Was it worth it?   YES! 

I learned so much about myself, my work ethic, my skill level and my drive to succeed from this process. This is why I believe so strongly in the certification programs. Those who don't choose to pursue this will never understand. It is difficult to put into words. Those who are certified will understand. 

Many Thanks to my #1 Supporter - My Wife Teresa P! 

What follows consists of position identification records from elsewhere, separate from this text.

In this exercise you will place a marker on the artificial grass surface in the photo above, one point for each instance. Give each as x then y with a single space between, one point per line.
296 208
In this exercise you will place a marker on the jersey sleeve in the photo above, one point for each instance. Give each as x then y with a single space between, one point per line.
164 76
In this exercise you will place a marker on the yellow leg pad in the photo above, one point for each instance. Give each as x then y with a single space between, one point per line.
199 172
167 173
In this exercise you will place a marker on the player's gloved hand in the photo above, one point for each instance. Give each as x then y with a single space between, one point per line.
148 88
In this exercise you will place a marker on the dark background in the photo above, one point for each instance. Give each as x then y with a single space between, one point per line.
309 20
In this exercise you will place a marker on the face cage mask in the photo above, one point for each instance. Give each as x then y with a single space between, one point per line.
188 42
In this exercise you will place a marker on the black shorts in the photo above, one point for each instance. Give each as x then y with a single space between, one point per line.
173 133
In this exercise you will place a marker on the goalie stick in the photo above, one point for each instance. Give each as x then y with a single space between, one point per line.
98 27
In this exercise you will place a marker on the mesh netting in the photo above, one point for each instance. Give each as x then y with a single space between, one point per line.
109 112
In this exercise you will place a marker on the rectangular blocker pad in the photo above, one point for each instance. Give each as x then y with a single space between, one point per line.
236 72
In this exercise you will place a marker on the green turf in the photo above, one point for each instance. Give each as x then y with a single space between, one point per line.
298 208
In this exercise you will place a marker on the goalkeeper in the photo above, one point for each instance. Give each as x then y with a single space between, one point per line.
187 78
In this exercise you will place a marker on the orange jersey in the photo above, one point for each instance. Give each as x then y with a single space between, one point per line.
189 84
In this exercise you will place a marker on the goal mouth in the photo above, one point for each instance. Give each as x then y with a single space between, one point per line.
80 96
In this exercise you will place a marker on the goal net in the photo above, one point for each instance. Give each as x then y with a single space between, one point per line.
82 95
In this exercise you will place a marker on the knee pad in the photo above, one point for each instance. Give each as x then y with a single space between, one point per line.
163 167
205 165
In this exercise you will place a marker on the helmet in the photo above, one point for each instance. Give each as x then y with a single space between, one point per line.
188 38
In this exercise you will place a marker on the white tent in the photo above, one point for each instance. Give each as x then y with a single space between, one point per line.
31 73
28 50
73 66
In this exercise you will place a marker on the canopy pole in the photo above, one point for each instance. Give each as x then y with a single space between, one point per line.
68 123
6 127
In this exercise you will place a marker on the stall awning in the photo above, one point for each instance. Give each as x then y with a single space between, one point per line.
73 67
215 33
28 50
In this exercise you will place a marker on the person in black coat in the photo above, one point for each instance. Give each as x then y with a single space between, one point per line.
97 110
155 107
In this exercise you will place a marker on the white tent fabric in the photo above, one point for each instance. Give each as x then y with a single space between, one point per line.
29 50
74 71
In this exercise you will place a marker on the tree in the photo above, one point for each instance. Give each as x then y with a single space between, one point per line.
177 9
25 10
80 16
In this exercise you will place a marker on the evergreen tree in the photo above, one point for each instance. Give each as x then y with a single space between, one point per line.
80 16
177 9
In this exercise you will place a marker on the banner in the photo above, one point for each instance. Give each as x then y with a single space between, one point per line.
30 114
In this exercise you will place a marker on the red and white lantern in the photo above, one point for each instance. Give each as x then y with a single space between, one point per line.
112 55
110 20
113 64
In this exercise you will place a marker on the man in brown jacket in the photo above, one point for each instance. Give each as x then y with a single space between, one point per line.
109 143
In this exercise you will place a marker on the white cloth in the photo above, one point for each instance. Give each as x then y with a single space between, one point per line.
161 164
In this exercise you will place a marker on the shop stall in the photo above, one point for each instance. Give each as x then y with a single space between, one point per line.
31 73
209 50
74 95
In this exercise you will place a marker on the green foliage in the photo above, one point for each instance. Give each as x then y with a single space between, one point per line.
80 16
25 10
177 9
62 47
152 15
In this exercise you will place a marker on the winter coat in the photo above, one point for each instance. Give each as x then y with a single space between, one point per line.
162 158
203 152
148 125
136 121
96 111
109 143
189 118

Wall Specs: West Mountain Stone PA
Curved wall:  Below Grade protruding 35" foundation set in earth, 14' radius curve total length 16' inside, 45" build height below copes, 9" Vertical dressed copes, Tie stones set halfway, set on center 36" inside 27" base of wall with 15.5 top of wall,  NO RUNNING JOINTS!

20 Degree Sloped Wall:  Built on 25 degree slope, 14' length, large vertical stepper and boulders for cheekend, Stepped protruding foundation set in earth, 40" build height below 17"+ cover bands with 9" +/-  x 14" vertical battered extremely dressed copes, Tie stones set at 20" on 36" center 10"-12" w x 5"-6" h x 27" l, 1:6 batter, 14" top of wall before covers, 54" +/- total build height above foundation.  NO RUNNING JOINTS!